The G-8 has proposed that the IMF, the World Bank, and the African
Development Bank cancel 100 percent of their claims on 18 countries that
have reached the completion point under the HIPC Initiative and the
claims on other HIPCs (currently 17 countries) as they reach completion
point2. The costs of debt relief to the World Bank and the African
Development Bank would be met by bilateral contributions from the G-8
countries and other donors. The costs of debt relief for obligations to
the IMF would be met from current IMF resources (G-8 Communiqu=E9). The
G-8 proposal stated, "In situations where other existing and projected
debt relief obligations cannot be met from the use of existing IMF
resources (e.g., Somalia, Liberia, and Sudan), donors commit to provide
the extra resources necessary. We will invite voluntary contributions,
including from the oil-producing states, to a new trust fund to support
poor countries facing commodity price and other exogenous shocks."
Executive Directors stressed the Fund's commitment to support of
low-income countries, including the poorest and most heavily indebted
member countries of the IMF. To that end, Directors endorsed a staff
analysis of the latest proposal on debt relief, and they also stressed
that the Fund will continue to operate under existing policies and
procedures until decisions to change or modify these policies are taken
by the required majorities. That is, the Fund will make new commitments
and disbursements under the Poverty Reduction and Growth Facility (PRGF)
and the HIPC Initiative, and member countries will continue servicing,
in full and on a timely basis, their financial obligations to the Fund
and the PRGF Trust.
Directors agreed that the Fund's work program (see Press Release No.
05/147) should be modified in light of the proposal. They asked staff to
prepare a careful assessment of the proposal, of its legal, financial,
and policy implications for the Fund, as well as possible modifications.
This paper can be considered in the context of various other proposals
related to the Fund's involvement with low-income countries that are
already on the agenda for discussion before the Executive Board's August
recess.
1 The members of the G-8 are: Canada, France, Germany, Italy, Japan,
Russia, United Kingdom, and the United States.
2 The financing identified by the G-8 covers the following 35 HIPC
countries:
Completion Point countries (18): Benin, Bolivia, Burkina Faso, Ethiopia,
Ghana, Guyana, Honduras, Madagascar, Mali, Mauritania, Mozambique,
Nicaragua, Niger, and Rwanda, Senegal, Tanzania, Uganda and Zambia.

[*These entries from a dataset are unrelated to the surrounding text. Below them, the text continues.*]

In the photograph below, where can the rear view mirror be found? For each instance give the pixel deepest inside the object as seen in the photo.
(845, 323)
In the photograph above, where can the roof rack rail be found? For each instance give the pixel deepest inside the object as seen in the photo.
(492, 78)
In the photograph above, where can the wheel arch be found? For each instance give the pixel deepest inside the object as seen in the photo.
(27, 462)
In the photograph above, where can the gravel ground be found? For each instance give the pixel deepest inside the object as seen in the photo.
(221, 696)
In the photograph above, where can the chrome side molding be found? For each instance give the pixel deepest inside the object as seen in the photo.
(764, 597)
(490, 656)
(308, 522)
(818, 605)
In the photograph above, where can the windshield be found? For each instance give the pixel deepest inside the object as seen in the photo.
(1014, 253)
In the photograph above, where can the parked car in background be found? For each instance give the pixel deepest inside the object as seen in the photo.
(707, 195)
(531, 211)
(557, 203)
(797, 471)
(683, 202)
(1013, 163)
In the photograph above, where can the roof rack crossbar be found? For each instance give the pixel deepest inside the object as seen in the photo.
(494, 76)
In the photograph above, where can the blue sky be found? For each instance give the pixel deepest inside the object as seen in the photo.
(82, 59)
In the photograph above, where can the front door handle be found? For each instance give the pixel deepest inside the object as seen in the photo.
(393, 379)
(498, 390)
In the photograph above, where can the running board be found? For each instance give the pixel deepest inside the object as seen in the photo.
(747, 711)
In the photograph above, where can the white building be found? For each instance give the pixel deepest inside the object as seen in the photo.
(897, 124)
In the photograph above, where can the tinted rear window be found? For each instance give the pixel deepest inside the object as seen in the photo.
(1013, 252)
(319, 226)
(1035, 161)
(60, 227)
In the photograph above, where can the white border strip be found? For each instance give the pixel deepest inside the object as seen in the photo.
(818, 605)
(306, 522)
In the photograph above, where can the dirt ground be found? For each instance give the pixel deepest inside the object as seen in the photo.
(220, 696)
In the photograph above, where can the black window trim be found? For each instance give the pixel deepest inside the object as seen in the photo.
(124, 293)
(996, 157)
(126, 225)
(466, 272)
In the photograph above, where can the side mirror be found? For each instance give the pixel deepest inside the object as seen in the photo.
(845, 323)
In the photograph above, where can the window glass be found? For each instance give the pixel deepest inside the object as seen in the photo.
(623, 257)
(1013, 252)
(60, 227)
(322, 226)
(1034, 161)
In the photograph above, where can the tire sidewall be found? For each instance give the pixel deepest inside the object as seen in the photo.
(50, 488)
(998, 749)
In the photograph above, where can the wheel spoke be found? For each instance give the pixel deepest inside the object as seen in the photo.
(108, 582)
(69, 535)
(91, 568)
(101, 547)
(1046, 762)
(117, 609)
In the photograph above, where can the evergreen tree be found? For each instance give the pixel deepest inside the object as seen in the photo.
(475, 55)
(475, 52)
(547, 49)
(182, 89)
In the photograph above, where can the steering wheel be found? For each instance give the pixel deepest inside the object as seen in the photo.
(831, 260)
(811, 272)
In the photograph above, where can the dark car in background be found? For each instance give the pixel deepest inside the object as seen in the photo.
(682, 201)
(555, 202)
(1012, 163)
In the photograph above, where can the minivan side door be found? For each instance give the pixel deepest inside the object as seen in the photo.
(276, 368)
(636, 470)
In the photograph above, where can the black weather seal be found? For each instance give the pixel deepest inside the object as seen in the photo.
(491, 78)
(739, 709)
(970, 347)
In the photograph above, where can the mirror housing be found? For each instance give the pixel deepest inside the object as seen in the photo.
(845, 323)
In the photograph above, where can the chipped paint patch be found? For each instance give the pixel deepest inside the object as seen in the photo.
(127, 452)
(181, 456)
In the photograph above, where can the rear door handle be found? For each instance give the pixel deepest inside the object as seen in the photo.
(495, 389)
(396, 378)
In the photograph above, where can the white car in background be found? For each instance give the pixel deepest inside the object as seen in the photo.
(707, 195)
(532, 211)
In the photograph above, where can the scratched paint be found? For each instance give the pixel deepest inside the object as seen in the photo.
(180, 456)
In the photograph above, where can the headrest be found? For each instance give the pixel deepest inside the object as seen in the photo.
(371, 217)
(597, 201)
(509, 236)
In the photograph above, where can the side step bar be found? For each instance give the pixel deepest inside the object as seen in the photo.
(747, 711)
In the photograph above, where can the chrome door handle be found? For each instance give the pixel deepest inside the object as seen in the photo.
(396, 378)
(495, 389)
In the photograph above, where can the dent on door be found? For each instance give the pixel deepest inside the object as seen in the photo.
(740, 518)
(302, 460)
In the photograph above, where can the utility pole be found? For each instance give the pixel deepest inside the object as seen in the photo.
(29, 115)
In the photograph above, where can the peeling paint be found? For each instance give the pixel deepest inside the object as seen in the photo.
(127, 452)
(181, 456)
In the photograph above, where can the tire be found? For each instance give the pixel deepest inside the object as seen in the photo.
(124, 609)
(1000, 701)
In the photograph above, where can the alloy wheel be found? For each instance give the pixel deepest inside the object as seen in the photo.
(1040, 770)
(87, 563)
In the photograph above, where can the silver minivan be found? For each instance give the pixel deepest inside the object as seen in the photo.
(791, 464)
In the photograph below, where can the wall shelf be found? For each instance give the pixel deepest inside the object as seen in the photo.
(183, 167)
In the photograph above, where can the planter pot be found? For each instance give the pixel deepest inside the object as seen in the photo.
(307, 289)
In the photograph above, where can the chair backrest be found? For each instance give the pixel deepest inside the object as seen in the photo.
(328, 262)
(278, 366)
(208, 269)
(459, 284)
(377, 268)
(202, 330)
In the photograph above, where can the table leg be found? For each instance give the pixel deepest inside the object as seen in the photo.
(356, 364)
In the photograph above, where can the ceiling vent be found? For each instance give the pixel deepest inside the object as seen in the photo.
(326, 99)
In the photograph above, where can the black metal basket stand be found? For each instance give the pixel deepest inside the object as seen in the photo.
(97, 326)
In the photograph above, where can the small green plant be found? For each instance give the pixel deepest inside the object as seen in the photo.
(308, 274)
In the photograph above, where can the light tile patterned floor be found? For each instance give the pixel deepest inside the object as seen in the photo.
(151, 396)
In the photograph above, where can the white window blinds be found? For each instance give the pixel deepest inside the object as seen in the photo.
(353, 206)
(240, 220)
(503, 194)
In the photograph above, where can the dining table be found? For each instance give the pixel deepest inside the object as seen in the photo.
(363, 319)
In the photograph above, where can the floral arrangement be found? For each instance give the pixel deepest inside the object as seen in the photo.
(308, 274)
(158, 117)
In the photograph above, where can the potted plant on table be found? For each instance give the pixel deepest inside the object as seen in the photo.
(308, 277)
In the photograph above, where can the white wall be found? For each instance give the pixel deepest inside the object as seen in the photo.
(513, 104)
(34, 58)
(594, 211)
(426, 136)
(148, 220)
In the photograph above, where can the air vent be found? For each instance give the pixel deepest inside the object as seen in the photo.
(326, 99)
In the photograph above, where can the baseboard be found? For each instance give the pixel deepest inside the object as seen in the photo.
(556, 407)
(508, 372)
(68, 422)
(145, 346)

Decision Point countries (9): Cameroon, Chad, Democratic Republic of
Congo, The Gambia, Guinea, Guinea-Bissau, Malawi, Sao Tome and Principe,
Sierra Leone.
Pre-Decision Point countries, or countries still to be considered for
HIPC relief (8): Burundi, Central African Republic, Comoros, Republic of
Congo, Cote d'Ivoire, Lao PRD, Myanmar, Togo. Other countries may be
declared eligible for HIPC Initiative debt relief by the IMF and World
Bank Boards on the basis of their economic and debt situations.